What the 82nd MLB All-Star Game lacks in star power could be made up for by players' fashion statements. Although baseball hasn't traditionally attracted a cult following for players' uniforms or spikes—unlike the market for NBA player jerseys and customized shoes—the Midsummer Classic will feature baseball players wearing a range of personalized cleats, courtesy of Under Armour.
Named in 2011 as MLB's official performance footwear supplier, Under Armour will use today's Home Run Derby and Tuesday's All-Star Game at Chase Field in Phoenix to unveil three new baseball cleat models—the Heater IV [$90], the Natural III Low [$85] and the Yard III Mid [$80]. All three will go on sale in the fall, but for now, some of Under Armour's most recognizable MLB endorsers will be sporting them.
One of the most noteworthy players, New York Mets shortstop Jose Reyes, will not be wearing his Mets blue and orange Yard III spikes.
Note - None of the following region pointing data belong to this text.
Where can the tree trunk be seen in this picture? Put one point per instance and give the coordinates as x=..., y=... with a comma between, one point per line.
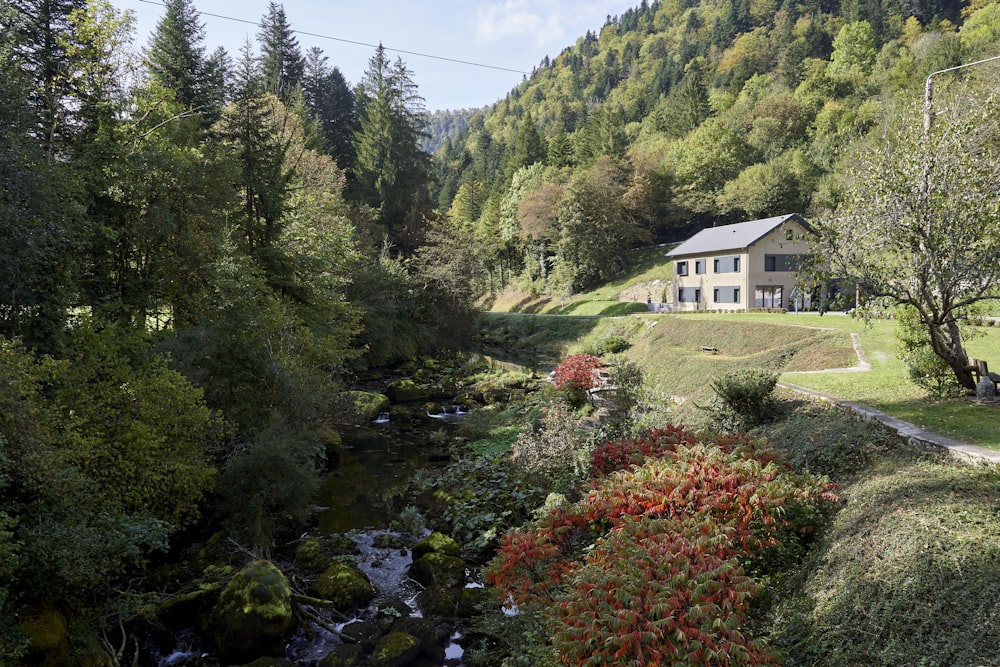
x=946, y=340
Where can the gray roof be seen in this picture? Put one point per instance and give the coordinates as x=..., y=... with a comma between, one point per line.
x=732, y=237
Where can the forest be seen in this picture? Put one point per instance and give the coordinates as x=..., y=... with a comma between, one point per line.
x=201, y=251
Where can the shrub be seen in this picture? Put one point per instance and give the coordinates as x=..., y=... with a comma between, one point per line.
x=925, y=368
x=651, y=567
x=743, y=398
x=556, y=449
x=614, y=345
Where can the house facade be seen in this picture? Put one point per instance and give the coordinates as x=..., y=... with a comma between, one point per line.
x=743, y=266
Reyes unfortunately had to pull out of the game with a strained left hamstring. However, several other players on Under Armour's MLB roster will wear spikes that incorporate their team colors into MLB's official All-Star ground-to-sky argyle logo.
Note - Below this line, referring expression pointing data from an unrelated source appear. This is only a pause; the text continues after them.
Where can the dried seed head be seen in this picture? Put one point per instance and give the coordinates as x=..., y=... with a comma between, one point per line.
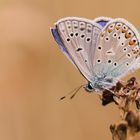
x=132, y=119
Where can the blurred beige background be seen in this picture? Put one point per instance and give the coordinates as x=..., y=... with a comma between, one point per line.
x=34, y=74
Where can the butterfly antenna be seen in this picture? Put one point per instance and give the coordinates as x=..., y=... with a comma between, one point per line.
x=73, y=92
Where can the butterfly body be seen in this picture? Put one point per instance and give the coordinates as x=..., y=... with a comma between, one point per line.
x=103, y=50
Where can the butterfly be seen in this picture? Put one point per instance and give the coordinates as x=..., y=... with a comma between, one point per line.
x=103, y=50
Other players for whom UA produced personal spikes include Pittsburgh Pirates pitcher Joel Hanrahan, Chicago White Sox first baseman Paul Konerko, Florida Marlins first baseman Gaby Sanchez, St. Louis Cardinals outfielder Lance Berkman, Milwaukee Brewers pitcher Yovani Gallardo, Atlanta Braves pitcher Jair Jurrjens and Los Angeles Dodgers pitcher Clayton Kershaw.
According to Josh Rattett, Under Armour's director of on-field footwear, the All-Star-designed shoes took three months to complete. The company worked with MLB officials to ensure the shoes properly represented the league's All-Star Game logo and the teams' official colors. [Under Armour has access to each team's color style guide through its official footwear agreement.]
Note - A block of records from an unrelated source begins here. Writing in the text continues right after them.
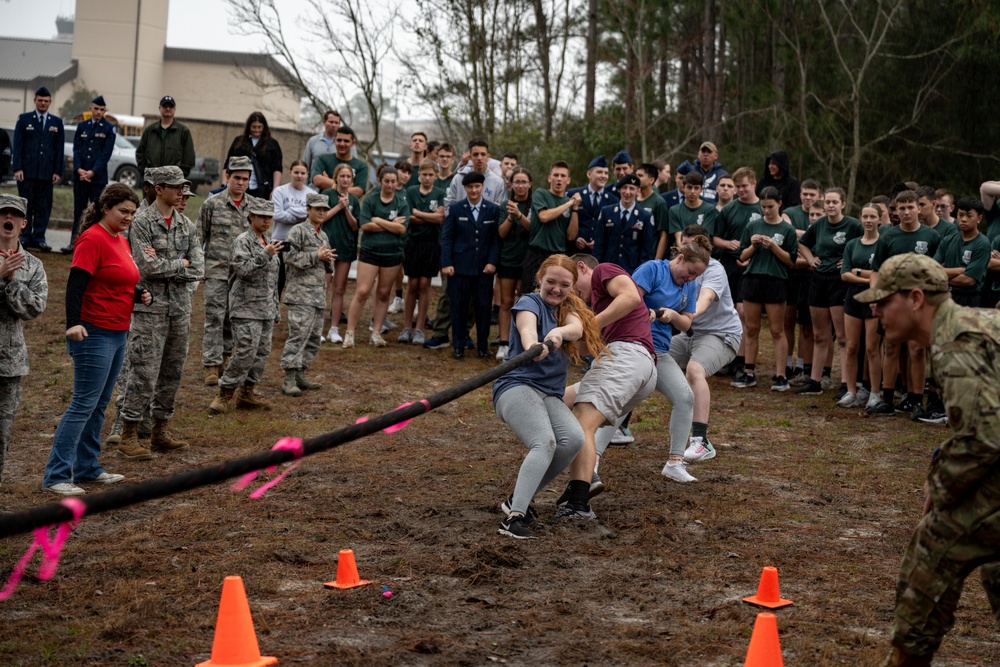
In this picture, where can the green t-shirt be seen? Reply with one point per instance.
(513, 245)
(974, 255)
(827, 241)
(341, 236)
(733, 220)
(681, 216)
(898, 241)
(328, 162)
(550, 237)
(763, 262)
(428, 203)
(383, 244)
Rattett notes that teams' secondary colors played a prominent role in the cleats' ultimate design. For example, of Hanrahan's game spikes, Rattett says, "We tried to take that Pittsburgh gold and incorporate it, which you don't traditionally see on a lot of [Pirates players'] cleats."
All three of UA's new models feature the company's Fang Spikes, which are angled to cover 20 percent more surface area than previous spikes. Rattett says, "The goal is that the player gets quicker bat speed, quicker turns and movement out of the [batter's] box and the ability to cut and move in a way he might not have had with other cleats."